Ireland’s next elected leader will be in charge of the national cockpit, in the same way that I only imagined being crammed into a Ryanair yellow and blue plastic plane. According to its ID, it was an Aer Lingus flight, all soft and green and roomy.

The desks next to us opened, and at precisely two hours before the departure of a Norwegian Airlines flight to Bergen, the Scandinavians all arrived. They too are aged between 50 and 60, but they could not look more different. Perfectly and deeply tanned, the gentle smiles on their unlined faces exposing Hollywood teeth. 

They were simply beautiful. I wanted to be one of them. Looking from the two rows of Irish (and my ‘orrible self), all flabby and sweaty and burned and ragged to these fine specimens felt like some dreadful ‘Before’ and ‘After’ of humanity.

But from our tatty herd there rose a constant rambling chatter and frequent laughter, and even in the face of adversity (or, to be honest, where the Irish are concerned, sometimes because of it) there was a sense of community. Feeling hard-done-by and made to suffer, the Irish are insistently exuberant. Those Norwegians will live a lot longer, but it might just feel longer.

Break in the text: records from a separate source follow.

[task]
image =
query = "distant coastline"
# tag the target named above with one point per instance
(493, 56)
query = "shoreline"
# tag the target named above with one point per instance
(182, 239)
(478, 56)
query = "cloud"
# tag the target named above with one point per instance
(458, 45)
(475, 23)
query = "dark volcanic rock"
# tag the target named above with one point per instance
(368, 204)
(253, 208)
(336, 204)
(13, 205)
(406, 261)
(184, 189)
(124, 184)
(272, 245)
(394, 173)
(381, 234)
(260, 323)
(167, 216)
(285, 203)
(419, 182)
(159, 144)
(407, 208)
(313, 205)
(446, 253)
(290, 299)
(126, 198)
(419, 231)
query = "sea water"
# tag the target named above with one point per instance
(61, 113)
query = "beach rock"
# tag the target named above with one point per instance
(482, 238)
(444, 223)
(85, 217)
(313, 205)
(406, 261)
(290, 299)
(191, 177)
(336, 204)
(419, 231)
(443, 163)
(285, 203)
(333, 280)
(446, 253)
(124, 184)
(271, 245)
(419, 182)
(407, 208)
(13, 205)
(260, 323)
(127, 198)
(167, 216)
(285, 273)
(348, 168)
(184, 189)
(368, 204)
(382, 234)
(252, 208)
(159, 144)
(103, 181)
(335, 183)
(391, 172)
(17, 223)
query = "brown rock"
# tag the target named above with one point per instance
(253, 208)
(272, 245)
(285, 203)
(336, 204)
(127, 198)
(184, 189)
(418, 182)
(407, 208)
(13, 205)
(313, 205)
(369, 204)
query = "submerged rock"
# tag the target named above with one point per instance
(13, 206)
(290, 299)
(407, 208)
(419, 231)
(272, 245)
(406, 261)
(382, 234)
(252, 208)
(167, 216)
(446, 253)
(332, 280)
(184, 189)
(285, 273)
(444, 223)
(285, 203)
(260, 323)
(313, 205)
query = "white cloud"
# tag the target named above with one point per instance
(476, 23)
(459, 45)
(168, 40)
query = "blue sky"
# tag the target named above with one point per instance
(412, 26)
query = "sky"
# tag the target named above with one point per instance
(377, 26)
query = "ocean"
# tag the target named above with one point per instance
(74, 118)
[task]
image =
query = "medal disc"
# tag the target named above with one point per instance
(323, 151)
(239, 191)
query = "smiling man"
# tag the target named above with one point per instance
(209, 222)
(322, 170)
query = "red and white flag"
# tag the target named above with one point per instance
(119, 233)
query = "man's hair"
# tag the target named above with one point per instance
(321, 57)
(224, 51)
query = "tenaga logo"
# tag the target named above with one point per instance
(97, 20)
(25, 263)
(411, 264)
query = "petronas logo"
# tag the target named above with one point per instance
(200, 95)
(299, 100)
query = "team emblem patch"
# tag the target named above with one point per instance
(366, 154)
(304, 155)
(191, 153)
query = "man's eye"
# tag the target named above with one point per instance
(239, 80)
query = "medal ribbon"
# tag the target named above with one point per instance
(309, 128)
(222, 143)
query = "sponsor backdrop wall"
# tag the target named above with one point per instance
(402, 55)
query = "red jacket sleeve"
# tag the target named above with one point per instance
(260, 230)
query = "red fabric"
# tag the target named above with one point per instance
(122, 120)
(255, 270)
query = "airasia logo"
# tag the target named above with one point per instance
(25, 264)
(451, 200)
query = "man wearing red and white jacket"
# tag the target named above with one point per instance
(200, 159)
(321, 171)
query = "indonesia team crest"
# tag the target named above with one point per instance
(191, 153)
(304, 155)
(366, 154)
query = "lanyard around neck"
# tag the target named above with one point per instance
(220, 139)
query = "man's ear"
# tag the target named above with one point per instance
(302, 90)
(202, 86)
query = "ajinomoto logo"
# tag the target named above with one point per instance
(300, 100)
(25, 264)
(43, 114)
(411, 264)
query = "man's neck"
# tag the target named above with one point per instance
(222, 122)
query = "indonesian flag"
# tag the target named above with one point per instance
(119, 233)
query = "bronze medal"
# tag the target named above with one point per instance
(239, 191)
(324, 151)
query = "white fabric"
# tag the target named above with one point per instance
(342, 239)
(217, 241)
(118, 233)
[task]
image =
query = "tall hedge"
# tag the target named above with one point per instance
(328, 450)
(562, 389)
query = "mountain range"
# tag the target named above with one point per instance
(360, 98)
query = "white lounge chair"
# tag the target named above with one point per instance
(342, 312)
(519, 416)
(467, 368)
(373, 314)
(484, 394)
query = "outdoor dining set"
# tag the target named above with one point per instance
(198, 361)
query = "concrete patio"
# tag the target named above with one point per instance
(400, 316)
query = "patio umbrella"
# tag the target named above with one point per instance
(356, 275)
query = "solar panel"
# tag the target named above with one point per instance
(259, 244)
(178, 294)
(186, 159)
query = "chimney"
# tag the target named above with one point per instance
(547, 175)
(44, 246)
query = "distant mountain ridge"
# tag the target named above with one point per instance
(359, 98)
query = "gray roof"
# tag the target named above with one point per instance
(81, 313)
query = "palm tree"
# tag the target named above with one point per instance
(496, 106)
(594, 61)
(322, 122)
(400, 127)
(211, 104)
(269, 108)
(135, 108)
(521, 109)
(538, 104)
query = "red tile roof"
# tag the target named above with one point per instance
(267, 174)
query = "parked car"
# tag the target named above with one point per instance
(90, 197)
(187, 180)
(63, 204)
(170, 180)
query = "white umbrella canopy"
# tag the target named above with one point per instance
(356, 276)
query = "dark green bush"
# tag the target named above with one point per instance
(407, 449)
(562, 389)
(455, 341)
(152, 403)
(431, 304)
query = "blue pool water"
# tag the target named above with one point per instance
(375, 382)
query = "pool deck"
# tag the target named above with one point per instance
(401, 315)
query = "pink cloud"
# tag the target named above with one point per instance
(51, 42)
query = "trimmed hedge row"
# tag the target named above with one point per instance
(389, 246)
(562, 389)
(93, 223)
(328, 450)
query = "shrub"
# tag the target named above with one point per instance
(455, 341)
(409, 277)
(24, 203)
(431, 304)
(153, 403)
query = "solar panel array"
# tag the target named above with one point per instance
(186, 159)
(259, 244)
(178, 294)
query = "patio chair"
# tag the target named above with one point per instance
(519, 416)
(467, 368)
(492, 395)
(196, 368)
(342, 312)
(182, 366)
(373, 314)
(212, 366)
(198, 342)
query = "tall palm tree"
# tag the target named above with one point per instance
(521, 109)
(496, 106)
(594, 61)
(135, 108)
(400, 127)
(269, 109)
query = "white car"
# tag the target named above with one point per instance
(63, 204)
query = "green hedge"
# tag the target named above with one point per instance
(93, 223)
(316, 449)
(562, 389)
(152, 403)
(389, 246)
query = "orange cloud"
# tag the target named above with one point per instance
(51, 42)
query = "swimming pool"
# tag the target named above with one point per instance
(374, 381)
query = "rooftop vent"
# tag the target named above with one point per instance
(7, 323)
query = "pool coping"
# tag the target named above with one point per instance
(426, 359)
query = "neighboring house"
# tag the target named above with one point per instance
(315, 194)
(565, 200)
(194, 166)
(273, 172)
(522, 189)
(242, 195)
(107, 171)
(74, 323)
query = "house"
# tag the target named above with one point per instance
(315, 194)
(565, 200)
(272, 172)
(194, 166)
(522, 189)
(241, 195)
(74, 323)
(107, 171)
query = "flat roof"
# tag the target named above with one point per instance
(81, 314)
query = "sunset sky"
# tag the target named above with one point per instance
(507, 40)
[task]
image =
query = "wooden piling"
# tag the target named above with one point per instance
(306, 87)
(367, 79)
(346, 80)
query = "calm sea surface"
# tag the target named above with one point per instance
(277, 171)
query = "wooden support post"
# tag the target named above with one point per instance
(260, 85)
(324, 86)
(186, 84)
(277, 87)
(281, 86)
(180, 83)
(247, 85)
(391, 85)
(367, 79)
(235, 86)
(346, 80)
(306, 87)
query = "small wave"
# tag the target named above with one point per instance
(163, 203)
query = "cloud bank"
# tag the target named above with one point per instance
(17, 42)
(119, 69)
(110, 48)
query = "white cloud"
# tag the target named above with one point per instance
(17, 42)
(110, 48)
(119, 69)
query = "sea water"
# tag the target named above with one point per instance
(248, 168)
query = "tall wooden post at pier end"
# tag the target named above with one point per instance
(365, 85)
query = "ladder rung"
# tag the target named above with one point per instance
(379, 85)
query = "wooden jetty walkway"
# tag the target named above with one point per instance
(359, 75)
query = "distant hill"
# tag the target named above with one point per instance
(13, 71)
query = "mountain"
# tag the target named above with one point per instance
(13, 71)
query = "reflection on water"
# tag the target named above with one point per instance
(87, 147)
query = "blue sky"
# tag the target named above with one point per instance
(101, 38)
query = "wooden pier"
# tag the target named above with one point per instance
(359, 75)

However, I’ll bet that when those Bergen passengers were allocated their seat numbers at check-in, they corresponded fairly accurately to the seats on their Norwegian Airlines plane. 
We too were awarded seat numbers, which made us feel a little more like we might really still be flying with Aer Lingus. 

I was in 22A, by the window, but no,’twas not to be. The tragic parallels between this Ryanair bailout of Aer Lingus and the IMF’s bailout of Ireland continue. Just when it might have started to sort of make some sense in a small way, the whole process was thrown once more into meaningless disorder. 

As we boarded the plane a Spanish Ryanair employee with an incomprehensible accent repeated constantly over the tannoy: “Lez and Ginman pliz for yoy sefteeee take hannee havillible seat. There his no sitting hallowcation. Pliz lez and genman quickly and seffleeee take henny seat, henny seat you want, pliz. Henny seat henny seat, take henny seat pliz.”